Investors have been hopeful about travel stocks, and cruise ship operators have been among the most volatile. Goldman’s analyst note is a reminder not to treat all stocks in a sector equally, and it’ll be interesting to see if Norwegian fares better than its foes on the seas.
Halliburton gets fired up
Elsewhere, shares of Halliburton traded lower by nearly 5% on Wednesday morning. The move came despite some optimistic views on what’s happening in the energy industry.

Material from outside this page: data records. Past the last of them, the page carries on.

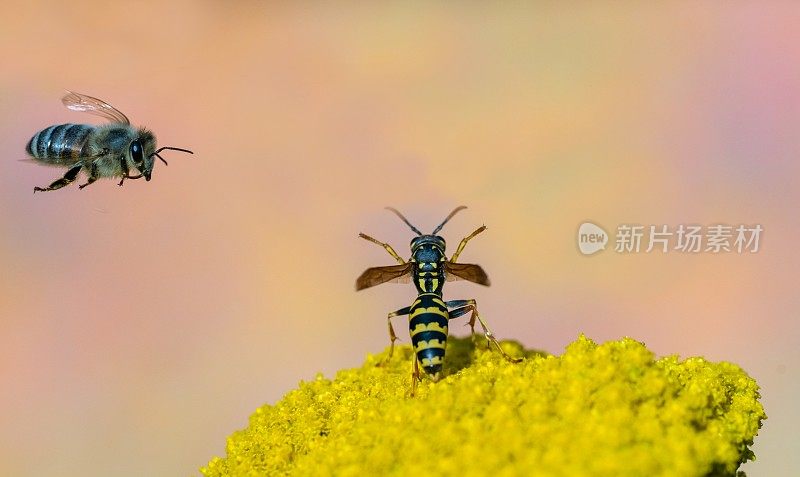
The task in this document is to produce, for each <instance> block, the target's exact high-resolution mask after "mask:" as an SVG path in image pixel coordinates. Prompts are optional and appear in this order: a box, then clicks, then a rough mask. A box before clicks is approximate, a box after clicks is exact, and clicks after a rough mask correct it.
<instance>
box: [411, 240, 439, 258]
mask: <svg viewBox="0 0 800 477" xmlns="http://www.w3.org/2000/svg"><path fill="white" fill-rule="evenodd" d="M445 248H446V244H445V241H444V239H443V238H442V237H440V236H438V235H420V236H419V237H414V238H413V239H412V240H411V256H412V257H413V259H414V261H416V262H418V263H432V262H433V263H436V262H439V261H441V260H443V259H444V256H445V255H444V251H445Z"/></svg>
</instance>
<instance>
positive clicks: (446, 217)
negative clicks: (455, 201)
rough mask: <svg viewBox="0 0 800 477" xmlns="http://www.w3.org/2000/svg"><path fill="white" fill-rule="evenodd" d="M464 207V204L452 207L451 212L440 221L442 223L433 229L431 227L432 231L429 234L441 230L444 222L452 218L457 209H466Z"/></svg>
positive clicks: (462, 209)
mask: <svg viewBox="0 0 800 477" xmlns="http://www.w3.org/2000/svg"><path fill="white" fill-rule="evenodd" d="M466 208H467V206H466V205H459V206H458V207H456V208H455V209H453V211H452V212H450V215H448V216H447V217H445V219H444V221H442V223H441V224H439V226H438V227H436V228H435V229H433V232H431V235H436V233H437V232H438V231H440V230H442V227H444V224H446V223H447V221H448V220H450V219H452V218H453V216H454V215H456V213H458V211H459V210H464V209H466Z"/></svg>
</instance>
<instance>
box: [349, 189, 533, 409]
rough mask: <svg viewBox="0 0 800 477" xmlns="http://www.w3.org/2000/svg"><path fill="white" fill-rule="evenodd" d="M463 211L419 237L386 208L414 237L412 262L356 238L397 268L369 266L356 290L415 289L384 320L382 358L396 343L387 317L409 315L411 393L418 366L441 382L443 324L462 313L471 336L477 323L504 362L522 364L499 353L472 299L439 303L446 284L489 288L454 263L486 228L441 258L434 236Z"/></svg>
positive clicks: (494, 337)
mask: <svg viewBox="0 0 800 477" xmlns="http://www.w3.org/2000/svg"><path fill="white" fill-rule="evenodd" d="M463 209H466V207H465V206H463V205H462V206H460V207H456V208H455V209H454V210H453V211H452V212H450V215H448V216H447V217H446V218H445V219H444V221H442V223H441V224H439V226H438V227H436V228H435V229H434V230H433V232H431V233H429V234H423V233H422V232H420V231H419V229H417V228H416V227H414V226H413V225H412V224H411V222H409V221H408V219H406V218H405V217H404V216H403V214H401V213H400V212H399V211H398V210H397V209H394V208H392V207H387V210H390V211H392V212H394V213H395V214H396V215H397V216H398V217H400V219H401V220H402V221H403V222H405V223H406V225H408V226H409V227H410V228H411V230H412V231H414V233H416V234H417V236H416V237H414V238H413V239H412V240H411V258H410V259H409V260H408V261H405V260H403V259H402V258H401V257H400V256H399V255H398V254H397V252H395V251H394V249H393V248H392V246H391V245H389V244H387V243H384V242H381V241H379V240H376V239H374V238H372V237H370V236H369V235H366V234H364V233H360V234H359V237H361V238H363V239H365V240H368V241H370V242H372V243H375V244H377V245H380V246H381V247H383V248H384V249H385V250H386V251H387V252H389V255H391V256H392V257H393V258H394V259H395V260H397V262H398V265H389V266H385V267H373V268H368V269H367V270H365V271H364V273H362V274H361V276H360V277H358V279H357V280H356V291H358V290H363V289H365V288H369V287H373V286H375V285H380V284H381V283H386V282H392V281H393V282H399V283H402V282H407V281H408V280H411V281H412V282H413V283H414V286H415V287H416V289H417V299H416V300H415V301H414V303H413V304H412V305H411V306H407V307H405V308H400V309H399V310H397V311H393V312H391V313H389V315H388V318H387V322H388V325H389V339H390V340H391V346H390V348H389V355H388V356H387V357H386V359H385V361H388V360H389V359H390V358H391V356H392V354H393V353H394V342H395V341H397V334H396V333H395V331H394V327H393V326H392V318H394V317H396V316H403V315H408V317H409V320H408V326H409V333H410V335H411V343H412V345H413V347H414V359H413V363H412V365H413V368H412V376H411V381H412V394H413V393H414V391H415V390H416V385H417V382H418V381H421V379H422V377H421V375H420V372H419V367H420V366H422V369H423V370H424V371H425V374H427V375H428V376H429V377H430V378H431V379H432V380H433V381H434V382H436V381H438V380H439V379H440V378H441V376H442V364H443V362H444V355H445V349H446V346H447V334H448V331H447V330H448V322H449V321H450V320H452V319H453V318H458V317H459V316H463V315H465V314H467V313H471V315H470V319H469V323H468V324H469V326H470V329H471V330H472V333H473V335H474V333H475V322H476V321H477V322H478V323H480V325H481V328H482V329H483V334H484V336H485V337H486V340H487V342H488V343H489V345H490V346H491V345H494V346H495V347H496V348H497V350H498V351H500V353H502V354H503V356H504V357H505V358H506V359H508V360H509V361H512V362H519V361H521V359H519V358H512V357H511V356H509V355H508V354H507V353H506V352H505V351H503V349H502V348H501V347H500V343H498V342H497V339H496V338H495V337H494V334H493V333H492V332H491V330H489V327H488V326H487V325H486V322H485V321H484V320H483V318H481V316H480V314H479V313H478V307H477V303H476V302H475V300H474V299H469V300H449V301H444V300H443V298H442V289H443V288H444V283H445V282H446V281H451V280H467V281H470V282H473V283H477V284H479V285H484V286H489V284H490V283H489V277H488V276H487V275H486V272H485V271H483V268H481V266H480V265H475V264H471V263H458V262H457V260H458V256H459V255H460V254H461V252H462V251H463V250H464V247H465V246H466V245H467V242H469V241H470V240H471V239H473V238H474V237H475V236H476V235H478V234H479V233H481V232H483V231H484V230H486V226H485V225H482V226H480V227H478V229H476V230H475V231H474V232H472V233H471V234H469V235H468V236H466V237H465V238H464V239H462V240H461V243H460V244H459V245H458V248H457V249H456V251H455V253H454V254H453V256H452V257H450V259H449V260H448V259H447V256H446V255H445V248H446V244H445V240H444V238H442V237H441V236H439V235H437V234H438V233H439V231H440V230H441V229H442V227H444V225H445V224H446V223H447V222H448V221H449V220H450V219H451V218H453V216H454V215H455V214H456V213H458V212H459V211H460V210H463ZM385 361H384V362H385Z"/></svg>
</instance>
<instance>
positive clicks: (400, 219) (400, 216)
mask: <svg viewBox="0 0 800 477" xmlns="http://www.w3.org/2000/svg"><path fill="white" fill-rule="evenodd" d="M386 210H391V211H392V212H394V213H395V214H397V216H398V217H400V220H402V221H403V222H405V223H406V225H408V226H409V227H411V230H413V231H414V232H415V233H416V234H417V235H422V232H420V231H419V230H418V229H417V228H416V227H414V226H413V225H411V222H409V221H408V219H407V218H405V217H403V214H401V213H400V211H398V210H397V209H395V208H394V207H386Z"/></svg>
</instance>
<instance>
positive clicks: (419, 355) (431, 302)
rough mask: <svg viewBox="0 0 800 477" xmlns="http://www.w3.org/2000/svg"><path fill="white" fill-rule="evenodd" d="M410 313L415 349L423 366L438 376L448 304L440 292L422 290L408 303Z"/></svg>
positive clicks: (446, 326)
mask: <svg viewBox="0 0 800 477" xmlns="http://www.w3.org/2000/svg"><path fill="white" fill-rule="evenodd" d="M410 312H411V313H410V315H409V317H410V318H409V331H410V333H411V343H412V345H413V346H414V352H415V353H416V355H417V359H418V360H419V363H420V365H422V369H424V370H425V372H426V373H427V374H429V375H430V376H431V377H433V378H434V379H438V378H439V375H440V373H441V371H442V362H443V361H444V351H445V347H446V346H447V320H448V319H449V314H448V313H447V306H445V304H444V302H443V301H442V299H441V297H440V296H439V295H437V294H435V293H423V294H420V295H419V297H418V298H417V300H416V301H415V302H414V304H413V305H411V309H410Z"/></svg>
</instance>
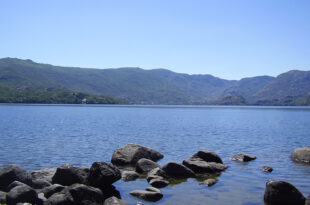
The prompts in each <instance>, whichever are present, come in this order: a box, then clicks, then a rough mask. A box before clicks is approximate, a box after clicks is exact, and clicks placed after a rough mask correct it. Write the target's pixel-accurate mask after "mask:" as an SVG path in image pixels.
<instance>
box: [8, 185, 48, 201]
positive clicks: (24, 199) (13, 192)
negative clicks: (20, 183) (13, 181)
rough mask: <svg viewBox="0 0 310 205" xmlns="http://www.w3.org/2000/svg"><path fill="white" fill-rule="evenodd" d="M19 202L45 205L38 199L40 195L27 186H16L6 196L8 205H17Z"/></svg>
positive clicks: (33, 190) (22, 185) (34, 190)
mask: <svg viewBox="0 0 310 205" xmlns="http://www.w3.org/2000/svg"><path fill="white" fill-rule="evenodd" d="M19 202H28V203H31V204H38V205H39V204H43V202H42V201H41V200H40V199H39V198H38V193H37V192H36V191H35V190H34V189H33V188H31V187H30V186H28V185H26V184H24V185H20V186H16V187H14V188H12V189H11V190H10V191H9V192H8V193H7V194H6V204H7V205H15V204H17V203H19Z"/></svg>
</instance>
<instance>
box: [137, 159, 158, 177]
mask: <svg viewBox="0 0 310 205" xmlns="http://www.w3.org/2000/svg"><path fill="white" fill-rule="evenodd" d="M156 167H160V166H159V165H158V164H157V163H156V162H154V161H152V160H149V159H145V158H142V159H139V161H138V162H137V164H136V172H138V173H140V174H146V173H148V172H149V171H151V170H152V169H154V168H156Z"/></svg>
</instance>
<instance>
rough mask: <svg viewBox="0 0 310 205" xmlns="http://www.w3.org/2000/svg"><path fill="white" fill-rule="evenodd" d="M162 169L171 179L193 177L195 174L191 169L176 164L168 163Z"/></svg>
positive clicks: (177, 164)
mask: <svg viewBox="0 0 310 205" xmlns="http://www.w3.org/2000/svg"><path fill="white" fill-rule="evenodd" d="M162 169H163V170H164V171H165V173H166V174H167V175H168V176H169V177H172V178H189V177H195V173H194V172H193V171H192V170H191V169H189V168H187V167H185V166H184V165H182V164H180V163H177V162H168V163H167V164H165V165H164V166H163V168H162Z"/></svg>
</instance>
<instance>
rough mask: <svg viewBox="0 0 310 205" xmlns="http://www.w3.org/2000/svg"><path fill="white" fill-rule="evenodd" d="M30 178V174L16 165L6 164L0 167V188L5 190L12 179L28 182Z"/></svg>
mask: <svg viewBox="0 0 310 205" xmlns="http://www.w3.org/2000/svg"><path fill="white" fill-rule="evenodd" d="M30 180H31V176H30V174H29V173H28V172H27V171H26V170H25V169H24V168H22V167H20V166H18V165H15V164H13V165H8V166H6V167H4V168H0V190H2V191H6V189H7V186H9V184H11V183H12V182H13V181H20V182H22V183H25V184H28V183H29V182H30Z"/></svg>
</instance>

Halliburton’s results showed encouraging signs of recovery. The company saw year-over-year growth in adjusted net income, with earnings weighing in at $0.19 per share. Admittedly, revenue was still far lower than in the year-ago period, having fallen 31% since the first quarter of 2020. Sequentially, though, revenue picked up almost 7% compared to where it was three months ago.
More broadly, Halliburton sees activity levels picking up around the world. CEO Jeff Miller called the quarter an “inflection point” for international energy markets, with expectations that activity level growth will accelerate throughout the rest of 2021. Meanwhile, North America is still going through challenges but also appears to be on the path toward building more positive momentum.
Perhaps the most important aspect of Halliburton’s report was that it saw strong free cash flow. With capital at such a premium, especially in the energy sector, that’ll be a vital resource as Halliburton aims to go through a broader transition toward digital transformation and greater efficiency.